Chanel revolutionised the fashion industry and influenced every designer who came after her. Her signature suit — a collarless cardigan jacket trimmed in braid with a straight skirt — is the single most copied fashion item of all time.
Here’s why Coco Chanel inspires Gounden:
- She went from being a poor, orphaned child in France to the head of one of the most successful fashion empires in the world — training as a seamstress on the way.
- Chanel brought a new vision of fashion to women and revolutionised her industry. Her adherence to that early vision is what made her an innovator.
- She demonstrated the importance of being an icon in her industry.
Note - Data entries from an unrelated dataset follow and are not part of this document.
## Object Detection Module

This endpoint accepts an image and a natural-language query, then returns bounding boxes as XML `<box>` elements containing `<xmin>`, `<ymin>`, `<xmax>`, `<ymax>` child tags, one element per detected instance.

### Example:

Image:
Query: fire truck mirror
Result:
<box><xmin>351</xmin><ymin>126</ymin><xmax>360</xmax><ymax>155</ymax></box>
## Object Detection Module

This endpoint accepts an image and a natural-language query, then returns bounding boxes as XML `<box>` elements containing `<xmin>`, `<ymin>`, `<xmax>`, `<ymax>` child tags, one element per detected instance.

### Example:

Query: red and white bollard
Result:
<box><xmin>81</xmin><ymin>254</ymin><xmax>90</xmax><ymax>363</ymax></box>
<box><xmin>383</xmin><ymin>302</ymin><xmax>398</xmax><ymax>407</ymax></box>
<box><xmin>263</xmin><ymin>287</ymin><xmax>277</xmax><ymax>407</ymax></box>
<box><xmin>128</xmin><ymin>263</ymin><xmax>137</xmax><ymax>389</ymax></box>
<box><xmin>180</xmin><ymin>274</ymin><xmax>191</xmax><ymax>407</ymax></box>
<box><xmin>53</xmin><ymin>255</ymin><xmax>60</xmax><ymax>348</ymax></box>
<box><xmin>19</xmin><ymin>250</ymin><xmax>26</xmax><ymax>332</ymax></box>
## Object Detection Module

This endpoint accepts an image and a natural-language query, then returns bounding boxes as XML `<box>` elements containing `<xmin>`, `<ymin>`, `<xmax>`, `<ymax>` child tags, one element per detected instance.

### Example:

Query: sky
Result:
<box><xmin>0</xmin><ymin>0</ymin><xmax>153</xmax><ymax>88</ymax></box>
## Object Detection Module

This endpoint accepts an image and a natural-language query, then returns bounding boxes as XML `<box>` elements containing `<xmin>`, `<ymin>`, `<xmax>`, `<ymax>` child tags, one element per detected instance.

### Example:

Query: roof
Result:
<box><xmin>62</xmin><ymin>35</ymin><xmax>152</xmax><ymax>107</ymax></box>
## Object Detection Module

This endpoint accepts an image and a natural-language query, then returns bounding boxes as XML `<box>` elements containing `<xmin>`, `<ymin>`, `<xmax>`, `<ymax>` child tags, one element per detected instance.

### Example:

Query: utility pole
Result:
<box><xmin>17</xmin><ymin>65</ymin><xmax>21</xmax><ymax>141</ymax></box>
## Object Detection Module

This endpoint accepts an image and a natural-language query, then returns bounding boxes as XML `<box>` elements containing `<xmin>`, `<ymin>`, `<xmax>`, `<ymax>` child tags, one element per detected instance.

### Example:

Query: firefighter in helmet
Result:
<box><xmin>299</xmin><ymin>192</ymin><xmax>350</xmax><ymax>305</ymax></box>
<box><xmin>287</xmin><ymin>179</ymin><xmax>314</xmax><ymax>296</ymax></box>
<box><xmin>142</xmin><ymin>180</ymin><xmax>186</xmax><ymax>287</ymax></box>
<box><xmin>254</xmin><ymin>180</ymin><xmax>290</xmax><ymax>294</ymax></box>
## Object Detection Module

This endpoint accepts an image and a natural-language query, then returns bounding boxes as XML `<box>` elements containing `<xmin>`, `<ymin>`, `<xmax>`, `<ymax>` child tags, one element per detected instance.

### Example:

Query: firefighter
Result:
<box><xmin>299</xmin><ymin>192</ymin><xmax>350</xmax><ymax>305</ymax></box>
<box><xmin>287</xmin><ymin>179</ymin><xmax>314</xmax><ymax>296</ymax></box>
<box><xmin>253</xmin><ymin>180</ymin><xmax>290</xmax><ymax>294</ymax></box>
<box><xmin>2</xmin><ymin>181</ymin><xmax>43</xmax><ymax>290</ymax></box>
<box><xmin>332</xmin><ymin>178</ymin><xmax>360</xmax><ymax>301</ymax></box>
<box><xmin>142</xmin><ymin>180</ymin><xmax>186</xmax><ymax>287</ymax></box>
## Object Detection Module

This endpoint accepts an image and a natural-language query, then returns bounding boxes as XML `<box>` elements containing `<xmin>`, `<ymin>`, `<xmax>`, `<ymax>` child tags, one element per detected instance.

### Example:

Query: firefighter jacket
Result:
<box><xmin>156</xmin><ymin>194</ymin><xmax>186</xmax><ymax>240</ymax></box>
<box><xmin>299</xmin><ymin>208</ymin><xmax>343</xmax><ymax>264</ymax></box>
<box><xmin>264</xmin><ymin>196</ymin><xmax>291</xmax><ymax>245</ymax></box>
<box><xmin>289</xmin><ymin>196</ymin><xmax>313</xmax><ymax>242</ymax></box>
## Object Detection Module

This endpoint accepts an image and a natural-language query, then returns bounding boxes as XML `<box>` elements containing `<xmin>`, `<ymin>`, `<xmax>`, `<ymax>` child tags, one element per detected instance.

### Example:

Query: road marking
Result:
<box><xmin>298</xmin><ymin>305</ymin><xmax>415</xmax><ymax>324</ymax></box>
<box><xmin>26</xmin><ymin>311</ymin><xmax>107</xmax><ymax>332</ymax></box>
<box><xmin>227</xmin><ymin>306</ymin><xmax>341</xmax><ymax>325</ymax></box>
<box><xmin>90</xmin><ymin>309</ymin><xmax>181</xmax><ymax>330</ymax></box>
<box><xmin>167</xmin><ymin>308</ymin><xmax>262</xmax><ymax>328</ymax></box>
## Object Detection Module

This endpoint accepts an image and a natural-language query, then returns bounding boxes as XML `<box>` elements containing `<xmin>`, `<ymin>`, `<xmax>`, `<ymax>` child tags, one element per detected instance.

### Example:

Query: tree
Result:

It takes an iconic brand to sustain market share and growth.
- Chanel was willing to take risks to reach the top, often scandalising polite society as she did so.
- She found inspiration in everyday places and used her creativity to make her ideas come to life. By looking to the ordinary to seek ideas, she created the extraordinary.
- Chanel is also remembered for building an empire. With the launch of her classic perfume Chanel No.5, she laid down the model for the financial and marketing success of almost every major fashion brand today — her company earned the majority of its sales from accessibly priced, high-margin items such as perfume and accessories, while producing high fashion, big ticket collections that drove demand and elevated the status of the brand as a whole.